Hades also deepened its evasion by splitting loaders and payloads across commonly paired packages, relying more on precompiled binaries, delaying execution until import time, and wiping itself when it detects sandbox analysis.
The campaign has broadened beyond CI/CD secrets to steal npm, PyPI, RubyGems, JFrog and Kubernetes tokens, plus AWS temporary credentials, SSH keys, Docker configs, shell histories, .env files and AI developer tool settings.
Traditional defenses still work better here—pattern matching, source parsing and sandbox execution—while the campaign's typo-squatted package names underscore ongoing risk for scientific and AI developers pulling dependencies.
As malware poisons AI assistants, could the next major cyberattack be written by our own trusted coding tools?

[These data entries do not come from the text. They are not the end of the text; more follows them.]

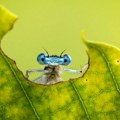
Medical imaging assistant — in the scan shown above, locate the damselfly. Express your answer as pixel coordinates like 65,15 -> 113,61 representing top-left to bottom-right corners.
26,50 -> 88,85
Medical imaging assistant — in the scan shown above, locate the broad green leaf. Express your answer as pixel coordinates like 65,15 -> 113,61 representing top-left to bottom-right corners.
0,6 -> 120,120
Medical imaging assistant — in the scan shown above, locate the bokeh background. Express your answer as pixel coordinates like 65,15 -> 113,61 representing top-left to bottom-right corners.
0,0 -> 120,79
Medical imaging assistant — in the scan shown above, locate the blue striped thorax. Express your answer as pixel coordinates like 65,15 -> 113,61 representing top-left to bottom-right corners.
37,53 -> 71,66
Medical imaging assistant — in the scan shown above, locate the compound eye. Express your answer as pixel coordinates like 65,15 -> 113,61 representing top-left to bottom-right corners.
37,53 -> 46,65
63,54 -> 71,65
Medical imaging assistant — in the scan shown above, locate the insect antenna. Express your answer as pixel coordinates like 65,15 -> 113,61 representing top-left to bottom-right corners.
60,49 -> 66,57
43,48 -> 49,57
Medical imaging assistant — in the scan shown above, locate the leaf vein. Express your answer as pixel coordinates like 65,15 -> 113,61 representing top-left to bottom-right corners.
0,50 -> 40,120
70,80 -> 90,120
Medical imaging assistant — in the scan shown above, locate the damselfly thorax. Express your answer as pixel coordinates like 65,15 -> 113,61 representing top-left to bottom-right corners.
26,51 -> 88,85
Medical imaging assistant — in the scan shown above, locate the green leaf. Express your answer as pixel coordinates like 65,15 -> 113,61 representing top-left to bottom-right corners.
0,6 -> 120,120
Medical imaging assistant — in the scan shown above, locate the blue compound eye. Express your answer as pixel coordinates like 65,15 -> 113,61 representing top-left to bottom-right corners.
37,53 -> 46,65
63,54 -> 71,65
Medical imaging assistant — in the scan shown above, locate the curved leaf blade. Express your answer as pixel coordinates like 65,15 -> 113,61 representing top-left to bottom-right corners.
0,7 -> 120,120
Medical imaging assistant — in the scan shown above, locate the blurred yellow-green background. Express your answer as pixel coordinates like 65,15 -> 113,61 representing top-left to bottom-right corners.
0,0 -> 120,79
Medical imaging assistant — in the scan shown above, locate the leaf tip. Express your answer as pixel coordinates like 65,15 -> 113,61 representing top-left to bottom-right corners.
80,31 -> 87,44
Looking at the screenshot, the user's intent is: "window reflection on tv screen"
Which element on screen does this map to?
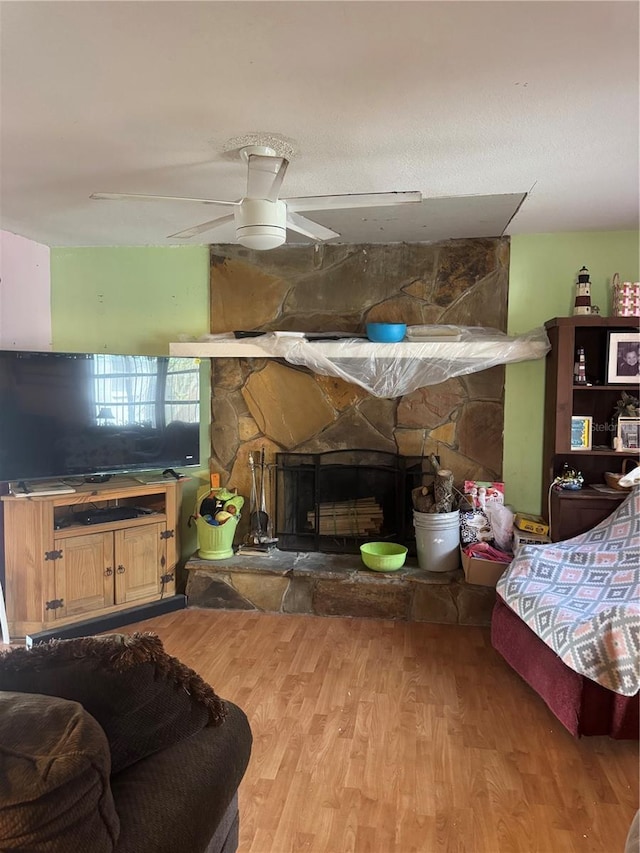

How can developers trust AI security scanners when simple text comments can now disable them and hide malware?
With malware now forging security credentials, is the software supply chain's entire trust model fundamentally broken?
Inside the Hades Campaign: How 19 Malicious Packages Threatened the Python Ecosystem via PyPI
Overview
The Hades Campaign is a sophisticated supply chain attack that primarily targeted the Python ecosystem by publishing 19 malicious packages across 37 wheels to PyPI. These packages disguised themselves as legitimate libraries or used typo-squatting to trick developers into installing them, establishing an initial foothold. A key innovation was the abuse of `.pth` startup files, which allowed the malicious code to execute automatically whenever Python started, showing high adaptability across ecosystems. This approach made it easy for attackers to compromise systems without direct use of the infected packages, highlighting a significant evolution in software supply chain threats.